Frozen vegetables and fruits can be great for soups, stews, casseroles,
sauces and shakes.
Beware of “specialty” produce that is imported as it may cost more.
Also, try to compare prices. Even “basic” produce like apples, onions,
and peppers has different varieties at different prices, but all have
similar nutrients.
The Freezer Section
If frozen vegetables and fruits are “properly” prepared, they can be
just as nutritious as fresh produce. Most produce that you find in the
frozen foods section of the grocery store has been “blanched” before
packaging to destroy enzymes that will cause changes in flavour, colour,
and texture that happen with storage over time. To blanch your own fresh
produce, bring a pot of clean water to a rolling boil. Place cut produce
in boiling water for about 2 minutes, then drain and put in cold water
right away to stop the cooking process. When cooled, pack in freezer
containers and store in the freezer for up to 12 months (Note: different
vegetables and fruits need different blanching times – 2 minutes is an
average).
If you are buying pre-packaged frozen produce, keep in mind that most
frozen vegetables do not need to be thawed before cooking, and they need
less time for cooking since they have been blanched. More nutrients are
retained if the vegetables are cooked for shorter periods of time.

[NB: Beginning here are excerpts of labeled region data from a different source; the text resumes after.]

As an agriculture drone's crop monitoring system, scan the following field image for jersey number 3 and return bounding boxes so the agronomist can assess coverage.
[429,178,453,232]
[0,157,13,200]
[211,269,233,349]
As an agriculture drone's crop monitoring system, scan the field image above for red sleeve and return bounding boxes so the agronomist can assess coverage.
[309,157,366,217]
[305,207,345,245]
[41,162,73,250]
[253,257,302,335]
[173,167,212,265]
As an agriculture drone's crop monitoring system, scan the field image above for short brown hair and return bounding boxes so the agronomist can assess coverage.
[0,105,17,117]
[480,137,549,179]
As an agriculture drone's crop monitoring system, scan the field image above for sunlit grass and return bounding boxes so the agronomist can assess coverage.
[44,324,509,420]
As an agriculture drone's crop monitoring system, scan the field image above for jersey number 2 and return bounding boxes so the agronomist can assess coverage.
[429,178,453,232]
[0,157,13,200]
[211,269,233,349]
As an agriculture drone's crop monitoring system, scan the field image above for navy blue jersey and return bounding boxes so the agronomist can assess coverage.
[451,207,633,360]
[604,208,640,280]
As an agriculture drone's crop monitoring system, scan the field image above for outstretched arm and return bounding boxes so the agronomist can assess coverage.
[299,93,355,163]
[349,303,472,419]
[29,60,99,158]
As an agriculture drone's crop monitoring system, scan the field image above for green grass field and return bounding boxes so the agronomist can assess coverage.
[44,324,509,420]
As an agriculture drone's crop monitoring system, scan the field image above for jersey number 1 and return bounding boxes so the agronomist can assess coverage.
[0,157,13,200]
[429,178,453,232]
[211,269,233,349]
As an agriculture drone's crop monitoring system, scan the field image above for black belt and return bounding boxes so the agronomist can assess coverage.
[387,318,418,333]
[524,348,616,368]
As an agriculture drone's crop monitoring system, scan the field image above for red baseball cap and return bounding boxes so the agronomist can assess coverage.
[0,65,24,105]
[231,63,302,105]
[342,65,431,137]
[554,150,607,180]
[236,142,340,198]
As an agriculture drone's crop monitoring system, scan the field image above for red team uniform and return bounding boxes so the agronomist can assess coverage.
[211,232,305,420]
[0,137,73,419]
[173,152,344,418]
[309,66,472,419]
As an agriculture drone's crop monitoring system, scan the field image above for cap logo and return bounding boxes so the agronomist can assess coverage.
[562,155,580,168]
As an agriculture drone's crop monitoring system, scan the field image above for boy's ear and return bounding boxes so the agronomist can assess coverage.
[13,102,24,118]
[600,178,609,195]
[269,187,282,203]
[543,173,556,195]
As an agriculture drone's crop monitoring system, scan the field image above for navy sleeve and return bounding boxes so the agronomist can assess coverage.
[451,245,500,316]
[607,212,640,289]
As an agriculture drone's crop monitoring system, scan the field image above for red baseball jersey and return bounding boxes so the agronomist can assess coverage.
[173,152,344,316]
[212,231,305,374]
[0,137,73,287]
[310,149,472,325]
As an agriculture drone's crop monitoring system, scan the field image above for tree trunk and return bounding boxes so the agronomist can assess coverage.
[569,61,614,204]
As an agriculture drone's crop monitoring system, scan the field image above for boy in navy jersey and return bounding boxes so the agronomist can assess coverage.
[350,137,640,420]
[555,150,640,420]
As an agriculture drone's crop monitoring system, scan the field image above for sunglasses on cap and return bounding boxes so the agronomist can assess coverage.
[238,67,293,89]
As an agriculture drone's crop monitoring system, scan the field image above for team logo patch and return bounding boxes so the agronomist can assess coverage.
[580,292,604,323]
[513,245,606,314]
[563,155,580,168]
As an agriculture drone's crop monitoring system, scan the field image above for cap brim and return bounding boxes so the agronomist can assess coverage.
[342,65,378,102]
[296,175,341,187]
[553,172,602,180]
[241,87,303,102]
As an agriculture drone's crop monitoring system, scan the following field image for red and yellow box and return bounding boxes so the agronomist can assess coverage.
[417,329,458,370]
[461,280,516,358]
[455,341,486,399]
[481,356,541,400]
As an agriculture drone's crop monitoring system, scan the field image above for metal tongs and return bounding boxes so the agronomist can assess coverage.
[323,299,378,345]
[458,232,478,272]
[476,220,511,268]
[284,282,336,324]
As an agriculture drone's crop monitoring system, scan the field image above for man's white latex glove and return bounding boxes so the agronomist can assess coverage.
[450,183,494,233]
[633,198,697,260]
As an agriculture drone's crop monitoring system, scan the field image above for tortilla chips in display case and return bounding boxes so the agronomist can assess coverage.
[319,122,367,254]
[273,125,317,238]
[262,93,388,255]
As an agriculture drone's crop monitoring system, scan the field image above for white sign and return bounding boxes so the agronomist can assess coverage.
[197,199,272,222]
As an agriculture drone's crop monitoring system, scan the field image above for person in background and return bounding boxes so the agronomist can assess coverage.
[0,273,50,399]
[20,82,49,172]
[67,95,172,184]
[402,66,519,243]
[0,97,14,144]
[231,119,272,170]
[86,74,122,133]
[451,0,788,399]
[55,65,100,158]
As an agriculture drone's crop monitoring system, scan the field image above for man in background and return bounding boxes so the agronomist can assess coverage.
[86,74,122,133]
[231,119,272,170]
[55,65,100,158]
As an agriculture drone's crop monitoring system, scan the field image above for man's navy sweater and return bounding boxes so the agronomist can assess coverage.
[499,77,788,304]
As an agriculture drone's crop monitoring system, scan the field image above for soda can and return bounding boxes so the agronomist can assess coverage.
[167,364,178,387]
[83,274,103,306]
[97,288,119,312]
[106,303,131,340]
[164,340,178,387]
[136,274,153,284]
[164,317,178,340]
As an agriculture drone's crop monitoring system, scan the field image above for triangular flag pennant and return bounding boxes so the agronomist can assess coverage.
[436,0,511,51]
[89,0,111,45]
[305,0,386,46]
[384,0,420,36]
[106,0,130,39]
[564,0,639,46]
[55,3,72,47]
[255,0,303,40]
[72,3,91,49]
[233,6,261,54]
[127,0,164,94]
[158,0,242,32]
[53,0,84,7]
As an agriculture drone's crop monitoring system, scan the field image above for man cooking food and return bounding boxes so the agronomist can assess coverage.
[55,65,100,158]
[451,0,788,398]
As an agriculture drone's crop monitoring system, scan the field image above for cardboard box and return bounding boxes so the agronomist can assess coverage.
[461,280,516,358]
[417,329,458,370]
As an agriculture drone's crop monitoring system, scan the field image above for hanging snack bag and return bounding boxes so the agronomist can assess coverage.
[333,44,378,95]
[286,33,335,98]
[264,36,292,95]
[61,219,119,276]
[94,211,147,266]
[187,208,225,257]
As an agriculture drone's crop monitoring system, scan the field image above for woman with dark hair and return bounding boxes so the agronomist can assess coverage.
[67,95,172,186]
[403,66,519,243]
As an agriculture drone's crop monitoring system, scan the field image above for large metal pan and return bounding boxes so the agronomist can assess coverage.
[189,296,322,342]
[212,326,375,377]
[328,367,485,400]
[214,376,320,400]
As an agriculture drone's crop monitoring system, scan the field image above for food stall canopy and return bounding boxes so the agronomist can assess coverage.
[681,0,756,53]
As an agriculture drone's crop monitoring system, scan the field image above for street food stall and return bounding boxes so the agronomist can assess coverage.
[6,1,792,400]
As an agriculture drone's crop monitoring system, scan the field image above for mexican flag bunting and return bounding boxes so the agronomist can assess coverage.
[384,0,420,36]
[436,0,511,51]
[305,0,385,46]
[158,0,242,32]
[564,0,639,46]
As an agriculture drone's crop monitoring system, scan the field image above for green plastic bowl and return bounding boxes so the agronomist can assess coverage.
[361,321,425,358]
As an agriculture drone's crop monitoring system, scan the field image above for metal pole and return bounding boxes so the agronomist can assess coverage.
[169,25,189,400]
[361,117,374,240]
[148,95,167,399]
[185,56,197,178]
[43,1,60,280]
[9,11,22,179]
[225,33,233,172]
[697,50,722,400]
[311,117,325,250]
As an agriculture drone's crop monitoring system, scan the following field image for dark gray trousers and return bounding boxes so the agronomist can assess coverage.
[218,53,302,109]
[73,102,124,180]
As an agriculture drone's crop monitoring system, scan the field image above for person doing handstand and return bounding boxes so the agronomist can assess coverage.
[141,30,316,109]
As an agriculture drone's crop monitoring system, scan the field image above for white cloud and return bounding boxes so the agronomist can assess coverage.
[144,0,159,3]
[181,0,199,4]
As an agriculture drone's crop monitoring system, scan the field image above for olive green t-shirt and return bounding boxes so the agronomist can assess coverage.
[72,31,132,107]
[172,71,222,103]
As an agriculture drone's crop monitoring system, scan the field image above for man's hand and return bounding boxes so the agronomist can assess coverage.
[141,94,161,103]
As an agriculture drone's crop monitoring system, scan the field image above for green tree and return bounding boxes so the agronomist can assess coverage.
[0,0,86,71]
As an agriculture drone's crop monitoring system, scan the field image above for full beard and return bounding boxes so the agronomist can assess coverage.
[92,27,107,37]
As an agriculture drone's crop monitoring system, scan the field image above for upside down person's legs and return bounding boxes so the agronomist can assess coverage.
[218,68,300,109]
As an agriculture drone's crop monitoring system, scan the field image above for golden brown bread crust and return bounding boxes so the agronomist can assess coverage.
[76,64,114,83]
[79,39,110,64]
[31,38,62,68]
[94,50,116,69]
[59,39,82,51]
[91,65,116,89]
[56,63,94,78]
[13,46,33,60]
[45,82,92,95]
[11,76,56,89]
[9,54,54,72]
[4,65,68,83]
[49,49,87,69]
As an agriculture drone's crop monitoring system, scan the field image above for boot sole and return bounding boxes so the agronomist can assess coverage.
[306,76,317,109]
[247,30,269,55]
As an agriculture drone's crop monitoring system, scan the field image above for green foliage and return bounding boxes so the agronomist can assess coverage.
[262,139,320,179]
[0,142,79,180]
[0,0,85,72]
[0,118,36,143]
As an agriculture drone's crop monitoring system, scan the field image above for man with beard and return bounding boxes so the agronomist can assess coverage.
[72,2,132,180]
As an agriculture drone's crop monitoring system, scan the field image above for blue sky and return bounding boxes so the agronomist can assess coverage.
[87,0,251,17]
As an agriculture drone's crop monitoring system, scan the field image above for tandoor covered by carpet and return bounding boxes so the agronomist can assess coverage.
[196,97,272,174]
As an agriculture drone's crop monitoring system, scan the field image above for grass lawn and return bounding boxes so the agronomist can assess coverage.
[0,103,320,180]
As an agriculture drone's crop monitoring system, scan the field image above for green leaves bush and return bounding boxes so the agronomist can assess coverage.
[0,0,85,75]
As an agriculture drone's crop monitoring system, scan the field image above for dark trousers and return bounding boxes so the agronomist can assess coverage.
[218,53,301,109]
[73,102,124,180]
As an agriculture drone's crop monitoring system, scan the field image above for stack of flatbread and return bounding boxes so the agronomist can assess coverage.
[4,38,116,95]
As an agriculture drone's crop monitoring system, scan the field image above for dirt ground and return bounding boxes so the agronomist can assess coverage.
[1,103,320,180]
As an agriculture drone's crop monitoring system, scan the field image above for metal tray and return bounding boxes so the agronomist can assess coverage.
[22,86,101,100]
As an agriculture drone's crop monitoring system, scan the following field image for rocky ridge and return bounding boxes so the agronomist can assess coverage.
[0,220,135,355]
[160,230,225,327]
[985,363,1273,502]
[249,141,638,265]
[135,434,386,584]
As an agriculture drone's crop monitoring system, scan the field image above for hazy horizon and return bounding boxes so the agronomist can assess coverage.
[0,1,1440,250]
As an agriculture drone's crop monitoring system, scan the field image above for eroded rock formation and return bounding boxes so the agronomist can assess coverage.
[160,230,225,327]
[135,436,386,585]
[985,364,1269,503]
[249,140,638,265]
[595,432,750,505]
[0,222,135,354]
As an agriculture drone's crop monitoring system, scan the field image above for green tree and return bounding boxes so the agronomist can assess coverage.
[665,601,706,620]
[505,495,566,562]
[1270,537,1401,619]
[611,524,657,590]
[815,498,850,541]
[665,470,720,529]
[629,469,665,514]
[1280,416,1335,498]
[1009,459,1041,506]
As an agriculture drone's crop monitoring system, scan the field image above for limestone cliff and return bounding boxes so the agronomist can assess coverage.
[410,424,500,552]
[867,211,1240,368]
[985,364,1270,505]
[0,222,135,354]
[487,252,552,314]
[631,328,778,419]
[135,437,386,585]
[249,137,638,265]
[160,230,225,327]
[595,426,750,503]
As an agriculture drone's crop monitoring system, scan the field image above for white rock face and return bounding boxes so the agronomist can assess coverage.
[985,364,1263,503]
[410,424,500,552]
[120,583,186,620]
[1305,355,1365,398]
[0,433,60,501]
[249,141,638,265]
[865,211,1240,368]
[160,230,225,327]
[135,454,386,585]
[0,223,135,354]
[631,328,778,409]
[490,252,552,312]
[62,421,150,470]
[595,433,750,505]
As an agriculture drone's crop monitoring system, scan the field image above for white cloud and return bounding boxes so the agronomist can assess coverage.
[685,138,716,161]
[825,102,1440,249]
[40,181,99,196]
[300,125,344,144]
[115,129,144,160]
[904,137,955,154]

Frozen fruits do not need to be thawed completely if you are eating them
whole.
To reduce freezer burn, remove as much air as possible from the
package before freezing. This helps to prevent moisture loss from the
produce.
“Canny” Ideas
Canned produce can also be a healthy choice. Canned vegetables may
be high in salt, so rinse the vegetables well before cooking and eating.
Canned vegetables require shorter cooking time than frozen or fresh
produce. Use shorter cooking times and little cooking water when
preparing canned vegetables to cut down on nutrient loss. When buying
canned fruit, remember that some are packaged in syrup, which can be
high in sugar. Try to buy canned fruit packaged in fruit juice, or rinse
canned fruit with water if it has been packaged in syrup. Choose
unsweetened fruit sauces or 100% fruit juices to avoid added sugar in
your diet. When it comes to cost, you might be surprised that some
canned vegetables and fruit may actually cost more than the fresh
produce. For example, compare the price of canned potatoes with a bag of
fresh potatoes –It is likely that the fresh version will cost less in
the long run.
Consider canning fresh produce at home. Buying fresh vegetables and
fruit in season at lower cost and preserving them for later is a great
way to enjoy a variety of produce all year long. Visit the website of
the
Canadian Produce Marketing
Agency
for details on safe home canning methods.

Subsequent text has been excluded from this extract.